Upaya pelestarian terhadap keberadaan suaka margasatwa Muara Angke akan sulit dilakukan, mengingat tekanan yang begitu besar dan permasalahan yang sedemikian kompleks. Untuk itu diperlukan upaya bersama antara

stakeholder dan pihak-pihak lain yang bersifat terus menerus, terkonsentrasi yang dituangkan dalam bentuk upaya konkrit pengelolaan dan rehabilitasi hutan mangrove di kawasan tersebut.

Disamping itu perlu adanya monitoring terhadap mangrove yang telah ditanam, agar rehabilitasi yang telah dilakukan benar-benar sesuai dengan rencana, selain itu perlunya tindak lanjut kegiatan tersebut dikaitkan dengan kegiatan lainnya seperti penelitian, wisata dan pendidikan lingkungan.
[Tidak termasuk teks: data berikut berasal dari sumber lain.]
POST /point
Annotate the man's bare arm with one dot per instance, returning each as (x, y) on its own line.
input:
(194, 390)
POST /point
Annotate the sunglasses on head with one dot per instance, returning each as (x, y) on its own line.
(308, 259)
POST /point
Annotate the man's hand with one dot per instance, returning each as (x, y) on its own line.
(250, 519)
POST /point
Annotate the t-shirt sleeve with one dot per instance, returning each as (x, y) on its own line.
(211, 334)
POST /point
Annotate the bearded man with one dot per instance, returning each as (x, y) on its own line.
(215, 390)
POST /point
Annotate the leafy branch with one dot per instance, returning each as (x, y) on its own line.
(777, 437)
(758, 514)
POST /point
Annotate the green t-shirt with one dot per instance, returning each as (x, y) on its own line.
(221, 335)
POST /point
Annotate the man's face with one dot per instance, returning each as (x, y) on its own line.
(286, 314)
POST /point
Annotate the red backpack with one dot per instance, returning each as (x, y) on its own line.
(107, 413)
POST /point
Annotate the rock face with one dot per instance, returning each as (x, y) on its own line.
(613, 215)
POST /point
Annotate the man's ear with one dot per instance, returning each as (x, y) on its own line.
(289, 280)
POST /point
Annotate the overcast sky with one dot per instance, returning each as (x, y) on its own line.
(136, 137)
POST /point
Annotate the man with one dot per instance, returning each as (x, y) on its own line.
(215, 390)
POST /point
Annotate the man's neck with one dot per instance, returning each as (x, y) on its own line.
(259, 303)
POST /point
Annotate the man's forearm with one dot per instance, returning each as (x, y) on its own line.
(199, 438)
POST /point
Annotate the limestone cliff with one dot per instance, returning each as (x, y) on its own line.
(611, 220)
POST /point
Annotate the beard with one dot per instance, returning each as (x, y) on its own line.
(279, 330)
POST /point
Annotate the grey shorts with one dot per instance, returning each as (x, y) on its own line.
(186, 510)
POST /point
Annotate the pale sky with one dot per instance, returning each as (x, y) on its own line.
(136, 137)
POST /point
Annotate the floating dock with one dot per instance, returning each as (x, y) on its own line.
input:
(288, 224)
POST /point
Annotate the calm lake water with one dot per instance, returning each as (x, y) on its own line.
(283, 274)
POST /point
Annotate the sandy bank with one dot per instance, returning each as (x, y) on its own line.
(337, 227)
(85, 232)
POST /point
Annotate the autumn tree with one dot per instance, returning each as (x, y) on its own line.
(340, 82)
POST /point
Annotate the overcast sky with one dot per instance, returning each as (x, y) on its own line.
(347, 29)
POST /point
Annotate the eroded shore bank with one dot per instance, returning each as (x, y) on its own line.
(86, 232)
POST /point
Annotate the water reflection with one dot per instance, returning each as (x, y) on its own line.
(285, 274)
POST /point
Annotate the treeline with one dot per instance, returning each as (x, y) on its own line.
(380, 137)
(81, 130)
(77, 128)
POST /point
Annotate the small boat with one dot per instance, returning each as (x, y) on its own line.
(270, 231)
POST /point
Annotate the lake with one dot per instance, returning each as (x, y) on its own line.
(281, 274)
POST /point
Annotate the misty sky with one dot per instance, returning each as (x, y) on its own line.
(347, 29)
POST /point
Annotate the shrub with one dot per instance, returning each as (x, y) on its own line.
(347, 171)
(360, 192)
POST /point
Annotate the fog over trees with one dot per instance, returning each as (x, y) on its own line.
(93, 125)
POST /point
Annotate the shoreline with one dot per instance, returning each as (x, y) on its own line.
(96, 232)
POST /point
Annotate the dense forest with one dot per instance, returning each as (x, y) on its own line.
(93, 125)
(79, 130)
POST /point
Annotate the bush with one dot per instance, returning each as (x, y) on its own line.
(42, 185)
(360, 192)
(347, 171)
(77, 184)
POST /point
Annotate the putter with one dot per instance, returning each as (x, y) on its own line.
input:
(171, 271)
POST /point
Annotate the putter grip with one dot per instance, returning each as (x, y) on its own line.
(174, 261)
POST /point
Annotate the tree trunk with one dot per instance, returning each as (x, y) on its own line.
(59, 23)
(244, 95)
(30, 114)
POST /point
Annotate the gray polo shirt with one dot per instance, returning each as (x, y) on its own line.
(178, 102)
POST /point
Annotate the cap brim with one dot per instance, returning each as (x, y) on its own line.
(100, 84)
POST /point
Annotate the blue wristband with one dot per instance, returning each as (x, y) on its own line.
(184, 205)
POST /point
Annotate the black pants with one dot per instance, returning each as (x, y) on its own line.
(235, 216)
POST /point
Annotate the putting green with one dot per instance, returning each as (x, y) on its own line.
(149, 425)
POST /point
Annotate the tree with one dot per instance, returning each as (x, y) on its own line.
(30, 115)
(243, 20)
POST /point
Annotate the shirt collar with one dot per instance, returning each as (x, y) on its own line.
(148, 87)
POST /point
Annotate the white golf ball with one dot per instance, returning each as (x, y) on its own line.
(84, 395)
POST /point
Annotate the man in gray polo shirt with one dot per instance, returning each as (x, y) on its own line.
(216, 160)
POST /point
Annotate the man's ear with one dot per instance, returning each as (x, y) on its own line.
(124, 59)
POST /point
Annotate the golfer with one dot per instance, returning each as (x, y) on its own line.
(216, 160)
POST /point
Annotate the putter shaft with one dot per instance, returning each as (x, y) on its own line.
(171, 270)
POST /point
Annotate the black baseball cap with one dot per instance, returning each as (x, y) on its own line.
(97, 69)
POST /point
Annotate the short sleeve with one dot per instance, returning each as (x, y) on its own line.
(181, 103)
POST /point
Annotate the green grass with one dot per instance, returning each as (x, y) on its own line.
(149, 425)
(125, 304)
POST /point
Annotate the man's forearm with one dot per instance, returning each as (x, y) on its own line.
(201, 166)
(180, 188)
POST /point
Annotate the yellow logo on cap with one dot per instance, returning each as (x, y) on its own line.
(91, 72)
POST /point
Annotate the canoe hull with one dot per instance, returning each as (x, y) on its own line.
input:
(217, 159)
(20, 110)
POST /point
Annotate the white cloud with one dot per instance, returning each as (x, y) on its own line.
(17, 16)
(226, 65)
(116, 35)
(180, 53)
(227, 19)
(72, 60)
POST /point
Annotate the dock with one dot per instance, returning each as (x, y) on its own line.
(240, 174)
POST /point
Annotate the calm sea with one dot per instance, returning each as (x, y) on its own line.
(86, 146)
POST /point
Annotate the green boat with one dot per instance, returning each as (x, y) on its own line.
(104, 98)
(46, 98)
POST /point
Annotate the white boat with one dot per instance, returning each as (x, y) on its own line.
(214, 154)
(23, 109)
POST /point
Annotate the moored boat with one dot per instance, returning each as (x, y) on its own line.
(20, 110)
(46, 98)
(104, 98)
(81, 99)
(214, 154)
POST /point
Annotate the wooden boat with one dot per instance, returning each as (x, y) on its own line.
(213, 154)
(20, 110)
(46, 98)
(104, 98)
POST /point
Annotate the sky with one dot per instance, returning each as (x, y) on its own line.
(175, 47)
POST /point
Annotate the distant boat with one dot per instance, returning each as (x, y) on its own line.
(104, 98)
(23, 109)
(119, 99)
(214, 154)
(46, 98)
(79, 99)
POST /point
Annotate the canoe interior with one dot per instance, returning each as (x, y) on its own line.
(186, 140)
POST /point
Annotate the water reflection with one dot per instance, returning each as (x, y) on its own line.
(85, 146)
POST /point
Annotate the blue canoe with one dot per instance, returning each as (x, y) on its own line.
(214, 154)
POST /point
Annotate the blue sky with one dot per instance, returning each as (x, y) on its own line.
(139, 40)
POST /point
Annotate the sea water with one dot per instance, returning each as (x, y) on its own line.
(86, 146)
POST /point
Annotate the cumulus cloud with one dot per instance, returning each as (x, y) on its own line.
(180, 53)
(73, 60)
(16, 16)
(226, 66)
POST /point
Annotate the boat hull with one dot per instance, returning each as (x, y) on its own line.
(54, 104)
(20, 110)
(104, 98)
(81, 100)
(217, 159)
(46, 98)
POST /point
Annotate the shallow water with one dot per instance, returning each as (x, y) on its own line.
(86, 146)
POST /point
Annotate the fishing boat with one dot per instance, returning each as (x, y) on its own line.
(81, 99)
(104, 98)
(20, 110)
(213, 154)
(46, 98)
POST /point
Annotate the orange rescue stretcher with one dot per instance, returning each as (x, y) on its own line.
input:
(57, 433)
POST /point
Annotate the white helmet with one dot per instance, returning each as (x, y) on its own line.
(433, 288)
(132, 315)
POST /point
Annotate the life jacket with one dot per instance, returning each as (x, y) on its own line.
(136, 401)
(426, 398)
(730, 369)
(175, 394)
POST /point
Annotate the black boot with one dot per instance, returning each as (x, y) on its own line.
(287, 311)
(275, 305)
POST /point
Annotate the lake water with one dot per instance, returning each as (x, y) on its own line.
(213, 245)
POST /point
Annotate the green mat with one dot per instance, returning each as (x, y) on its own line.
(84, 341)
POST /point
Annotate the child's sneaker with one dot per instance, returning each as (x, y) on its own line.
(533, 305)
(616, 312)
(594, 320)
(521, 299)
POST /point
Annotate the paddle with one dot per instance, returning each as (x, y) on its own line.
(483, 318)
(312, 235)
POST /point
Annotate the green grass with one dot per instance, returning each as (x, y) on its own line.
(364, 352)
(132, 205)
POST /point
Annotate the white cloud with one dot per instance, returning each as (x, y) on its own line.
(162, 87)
Dalam kaitan dengan rencana reklamasi Pantura, perlu melibatkan masyarakat dalam proses perencanaan, pelaksanaan, hingga evaluasi. Proses partisipatif ini akan lebih menjamin kesejahteraan masyarakat, kelestarian ekosistem, dan keberlanjutan pembangunan yang dilaksanakan di Teluk Jakarta. Pada proses ini, dapat disepakati bersama berbagai kegiatan pembangunan yang dapat dilakukan dengan melibatkan masyarakat.

Selain peningkatan kualitas pendidikan, langkah-langkah strategis pemberdayaan masyarakat yang harus dilakukan adalah:

1) Mentransformasi nelayan tradisional menjadi nelayan modern untuk memanfaatkan potensi sumberdaya pesisir yang ada yang sekaligus dapat memainkan peran ganda dalam membantu menjalankan fungsi pengawasan terhadap berbagai praktek ilegal yang dilakukan di sekitar hutan mangrove. Kegiatan transformasi nelayan dilakukan secara spesifik lokasi yakni nelayan dapat diarahkan pada kegiatan yang tidak bergantung pada sumberdaya mangrove misalnya nelayan Muara Angke ke arah budidaya perairan, nelayan Muara Gembong ke arah pengolahan hasil perikanan, dan nelayan Teluk Naga ke arah jasa wisata.

2) Peningkatan keberpihakan pemerintah dan pengusaha terhadap nelayan kecil dan masyarakat di wilayah pantai yang tingkat kesejahteraannya masih relatif rendah. Upaya ini dilakukan dengan peningkatan aktivitas nelayan

dalam kegiatan produksi dengan memberikan wilayah tangkapan yang sesuai dengan kemampuannya dengan mengubah rezim pengelolaan perikanan dari

quasi open acces menjadi limited entry. Penentuan sistem ini harus disepakti oleh semua stakeholder di wilayah Teluk Jakarta. Untuk nelayan di Muara Gembong dan Teluk Naga, perlu perhatian yang lebih serius karena sulitnya mencari alternatif usaha sehingga dapat mengancam keberlanjutan program. Dengan demikian perlu pendampingan dan sosialisasi kegiatan yang intensif pada awal program.

3) Memberikan aksesibilitas yang tinggi kepada generasi muda nelayan untuk memperoleh pendidikan yang terjangkau, akses terhadap pelayanan kesehatan yang murah, dan akses terhadap lembaga keuangan yang mudah khususnya lembaga keuangan mikro di pedesaan. Upaya ini tentu saja harus dimulai dengan program pemberdayaan ekonomi dan sosial masyarakat (pembinaan, pendampingan, penyuluhan) secara bertahap hingga mencapai tingkat mandiri. Selain itu perlu fasilitasi pemerintah untuk pemasaran dan pengolahan hasil perikanan yang dapat menjamin peningkatan kesejahteraan nelayan.